Skip site navigation (1)Skip section navigation (2)
Date:      Tue, 30 Mar 1999 22:07:43 +0000 (GMT)
From:      Terry Lambert <tlambert@primenet.com>
To:        toor@dyson.iquest.net (John S. Dyson)
Cc:        tlambert@primenet.com, unknown@riverstyx.net, dyson@iquest.net, freebsd-chat@FreeBSD.ORG
Subject:   Re: Linux vs.
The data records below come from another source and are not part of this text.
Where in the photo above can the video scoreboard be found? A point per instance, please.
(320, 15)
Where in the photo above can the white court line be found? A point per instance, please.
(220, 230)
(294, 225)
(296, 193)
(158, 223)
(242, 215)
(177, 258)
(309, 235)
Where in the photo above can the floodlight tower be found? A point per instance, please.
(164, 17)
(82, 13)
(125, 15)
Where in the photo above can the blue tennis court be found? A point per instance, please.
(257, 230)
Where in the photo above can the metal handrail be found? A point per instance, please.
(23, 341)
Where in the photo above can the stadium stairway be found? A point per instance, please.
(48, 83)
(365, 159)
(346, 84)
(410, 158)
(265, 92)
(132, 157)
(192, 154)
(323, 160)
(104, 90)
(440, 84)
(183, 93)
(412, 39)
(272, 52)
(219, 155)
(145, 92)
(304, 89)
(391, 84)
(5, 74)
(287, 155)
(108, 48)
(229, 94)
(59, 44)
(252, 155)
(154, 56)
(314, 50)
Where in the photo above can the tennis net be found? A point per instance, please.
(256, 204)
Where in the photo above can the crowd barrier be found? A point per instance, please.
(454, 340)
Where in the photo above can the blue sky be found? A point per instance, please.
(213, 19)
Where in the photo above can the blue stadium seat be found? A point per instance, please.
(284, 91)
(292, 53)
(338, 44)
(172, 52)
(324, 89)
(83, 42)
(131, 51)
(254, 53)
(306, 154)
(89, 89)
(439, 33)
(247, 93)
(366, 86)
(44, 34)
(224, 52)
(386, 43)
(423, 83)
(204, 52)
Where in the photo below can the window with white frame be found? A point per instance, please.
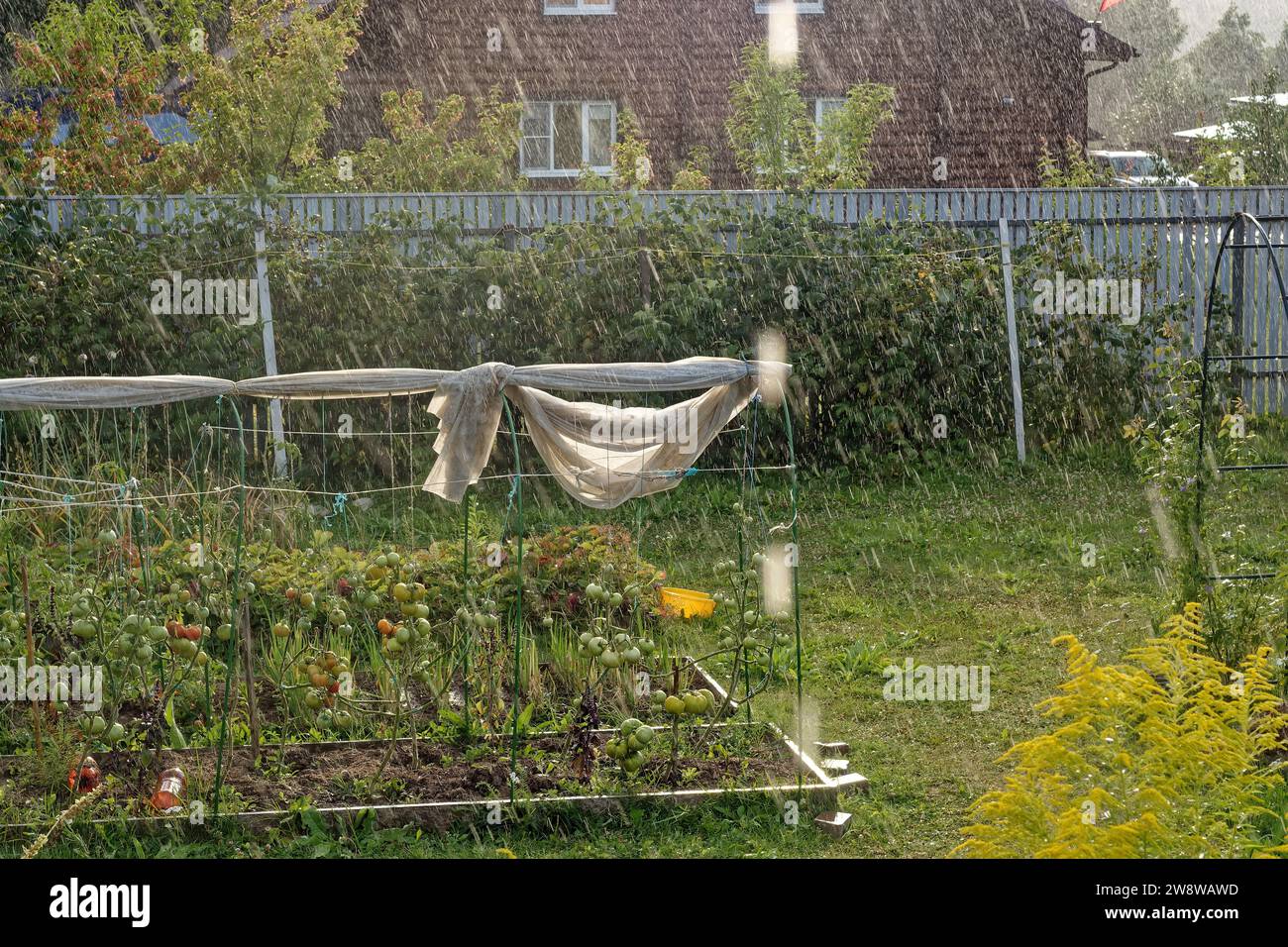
(562, 137)
(822, 108)
(580, 7)
(802, 5)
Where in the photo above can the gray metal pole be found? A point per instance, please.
(1004, 232)
(266, 321)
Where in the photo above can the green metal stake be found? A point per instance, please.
(518, 604)
(469, 626)
(235, 605)
(797, 594)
FreeBSD: The Storage Wars
Message-ID:  <199903302207.PAA05079@usr04.primenet.com>
In-Reply-To: <199903302028.PAA16589@dyson.iquest.net> from "John S. Dyson" at Mar 30, 99 03:28:23 pm

next in thread | previous in thread | raw e-mail | index | archive | help
> > Why doesn't FreeBSD FS stacking work?
>
> It never did, and there hasn't been much demand.

Hey, speak for yourself.  I've gone so far as to approach John Heidemann
about rereleasing his code donated to the CSRG under the GPL for a
Linux implementation (yes, I'm deadly serious).

John's stuff worked before it was damaged into inoperability, and
it currently works fine on BSDI.


> It actually would be worthwhile to totally remove the stacking, or fix
> it with a VM approach.  It is totally wrong to use buffer/VP approach,
> but there are those who advocate it (too many people are "bp" heads --
> bp's are good only for I/O, not object or caching representation.)

It is wrong to think of vnodes as caching objects instead of backing
objeccts.

Yes, I know all of the unified VM and buffer cache centric arguments
in favor of this, but the point of having a well defined framework
and API is the ability to share FS code with other OS's.  And not all
other OS's have unified VM and buffer caches.  Implemetnation of a
common API must take into account the lowest common denominator, or
you will be creating a FreeBSD specific API that is not generally useful.


> FS stacking will not help to gain commercial work, but properly working
> reasonbly sized file I/O does.

It is (or should be, since the announcement on these lists last week)
well known that Veritas is porting to Linux.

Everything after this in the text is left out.